Vietnam registered a historic feat Tuesday night following its 86-71 rout of Indonesia to capture the bronze medal in the 30th Southeast Asian Games men's basketball at the Mall of Asia Arena.
American-Vietnamese Christopher Dierker and Justin Young spearheaded Vietnam's surprise podium finish in men's basketball after putting up solid numbers to frustrate Indonesia and its new coach Rajko Toroman.
Dierker, the 2018 Vietnam Basketball Association Heritage MVP, knocked down 18 points, to go along with 6 rebounds, 4 assists and 2 steals in 34 minutes of play.
On the other hand, Young, the 2016 VBA Defensive Player, contributed with a double-double of 15 points and 11 rebounds, along with 3 assists.
"Credit Indonesia, they are a really good and young team. It's a different Indonesian team than we've seen from the past," said Vietnam's American coach Kevin Yurkus.
Yurkus, currently head coach of the Saigon Heat in the Asean Basketball League, admitted that without Dierker and Young, who honed their basketball skills in the United States, it wouldn't have been possible for Vietnam to secure the bronze medal.
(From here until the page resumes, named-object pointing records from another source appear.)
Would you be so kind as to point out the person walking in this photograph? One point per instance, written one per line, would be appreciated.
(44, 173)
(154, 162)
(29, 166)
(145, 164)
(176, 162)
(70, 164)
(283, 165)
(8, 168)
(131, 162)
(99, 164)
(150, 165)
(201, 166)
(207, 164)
"We got contributions from a number of different guys, but this guy (pointing to Dierker) came alive and he spent like the entire tournament and played like an MVP," said a beaming Yurkus. "He helped carry his team to the first medal in history of our country."
The American coach pointed out that familiarity with the Vietnamese players played a huge role in their buildup for the SEA Games.
Yurkus said he and Dierker have known each other back in the US, while he's also competed against Young in the VBA.
The amiable Vietnam national coach guided the Cantho Catfish to two straight VBA Finals appearances on the way to a championship in 2018. And that's where Yurkus faced Young, who then starred for the Thang Long Warriors.
"As a national team, we've been working together just since the middle of October, but knowing these guys in advance, their strengths and weaknesses, what they like and what they don't like, we've been planning on this (national team) for more than a year as we prepare for the SEA Games," shared Yurkus, who started his Southeast Asian coaching circuit with the Madgoat Basketball Club in Thailand a few years back.
"So we started with these two guys. Without these two guys, we're nowhere near winning the medal, but these guys bought in," he added.
"A lot of the stuff we did wasn't fun, a lot of our workouts, a lot our early morning running, but without these two guys, being the leaders and professionals on and off the court, well, it's a pleasure working with these guys."
Yurkus said they intend to build on this bronze medal finish by competing in more international tournaments in 2020 and beyond.